Fused Softmax

In this tutorial, you will write a fused softmax operation that is significantly faster than PyTorch’s native op for a particular class of matrices: those whose rows can fit in the GPU’s SRAM.

In doing so, you will learn about:

  • The benefits of kernel fusion for bandwidth-bound operations.

  • Reduction operators in Triton.

Motivations

Custom GPU kernels for elementwise additions are educationally valuable but won’t get you very far in practice.

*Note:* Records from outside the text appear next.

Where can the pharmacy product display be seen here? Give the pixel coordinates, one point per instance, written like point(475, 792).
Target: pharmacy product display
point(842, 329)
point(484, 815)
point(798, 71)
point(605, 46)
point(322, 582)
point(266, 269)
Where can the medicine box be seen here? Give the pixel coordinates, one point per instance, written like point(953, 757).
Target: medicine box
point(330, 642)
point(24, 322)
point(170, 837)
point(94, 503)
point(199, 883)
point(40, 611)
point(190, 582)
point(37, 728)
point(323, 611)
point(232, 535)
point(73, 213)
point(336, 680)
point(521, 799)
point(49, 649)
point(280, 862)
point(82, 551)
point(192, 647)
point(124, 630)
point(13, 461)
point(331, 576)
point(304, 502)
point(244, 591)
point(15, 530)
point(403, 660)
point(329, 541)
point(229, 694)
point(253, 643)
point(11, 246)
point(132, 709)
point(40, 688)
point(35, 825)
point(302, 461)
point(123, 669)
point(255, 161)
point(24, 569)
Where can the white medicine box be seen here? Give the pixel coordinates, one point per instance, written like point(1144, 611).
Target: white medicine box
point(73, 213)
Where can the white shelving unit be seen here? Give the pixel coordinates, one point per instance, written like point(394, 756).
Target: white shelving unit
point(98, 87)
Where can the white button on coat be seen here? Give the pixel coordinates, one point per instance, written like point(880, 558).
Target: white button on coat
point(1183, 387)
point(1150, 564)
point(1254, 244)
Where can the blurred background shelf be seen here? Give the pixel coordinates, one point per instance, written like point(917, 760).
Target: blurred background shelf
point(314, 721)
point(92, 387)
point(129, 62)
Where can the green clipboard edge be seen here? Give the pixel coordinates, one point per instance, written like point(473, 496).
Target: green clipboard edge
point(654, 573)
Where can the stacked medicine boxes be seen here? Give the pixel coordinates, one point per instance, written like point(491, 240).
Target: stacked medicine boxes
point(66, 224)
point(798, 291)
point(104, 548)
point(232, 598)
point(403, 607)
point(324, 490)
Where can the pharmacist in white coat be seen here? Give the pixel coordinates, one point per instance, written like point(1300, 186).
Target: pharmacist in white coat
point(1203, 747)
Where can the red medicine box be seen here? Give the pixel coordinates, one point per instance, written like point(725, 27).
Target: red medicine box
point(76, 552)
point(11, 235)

Let us consider instead the case of a simple (numerically stabilized) softmax operation:

import torch

import triton
import triton.language as tl
from triton.runtime import driver

DEVICE = triton.runtime.driver.active.get_active_torch_device()


def is_hip():
    return triton.runtime.driver.active.get_current_target().backend == "hip"


def is_cdna():
    return is_hip() and triton.runtime.driver.active.get_current_target().arch in ('gfx940', 'gfx941', 'gfx942',
                                                                                   'gfx90a', 'gfx908')


def naive_softmax(x):
    """Compute row-wise softmax of X using native pytorch

    We subtract the maximum element in order to avoid overflows. Softmax is invariant to
    this shift.
    """
    # read  MN elements ; write M  elements
    x_max = x.max(dim=1)[0]
    # read MN + M elements ; write MN elements
    z = x - x_max[:, None]
    # read  MN elements ; write MN elements
    numerator = torch.exp(z)
    # read  MN elements ; write M  elements
    denominator = numerator.sum(dim=1)
    # read MN + M elements ; write MN elements
    ret = numerator / denominator[:, None]
    # in total: read 5MN + 2M elements ; wrote 3MN + 2M elements
    return ret

When implemented naively in PyTorch, computing y = naive_softmax(x) for \(x \in R^{M \times N}\) requires reading \(5MN + 2M\) elements from DRAM and writing back \(3MN + 2M\) elements. This is obviously wasteful; we’d prefer to have a custom “fused” kernel that only reads X once and does all the necessary computations on-chip. Doing so would require reading and writing back only \(MN\) bytes, so we could expect a theoretical speed-up of ~4x (i.e., \((8MN + 4M) / 2MN\)). The torch.jit.script flags aims to perform this kind of “kernel fusion” automatically but, as we will see later, it is still far from ideal.

Compute Kernel

Our softmax kernel works as follows: each program loads a set of rows of the input matrix X strided by number of programs, normalizes it and writes back the result to the output Y.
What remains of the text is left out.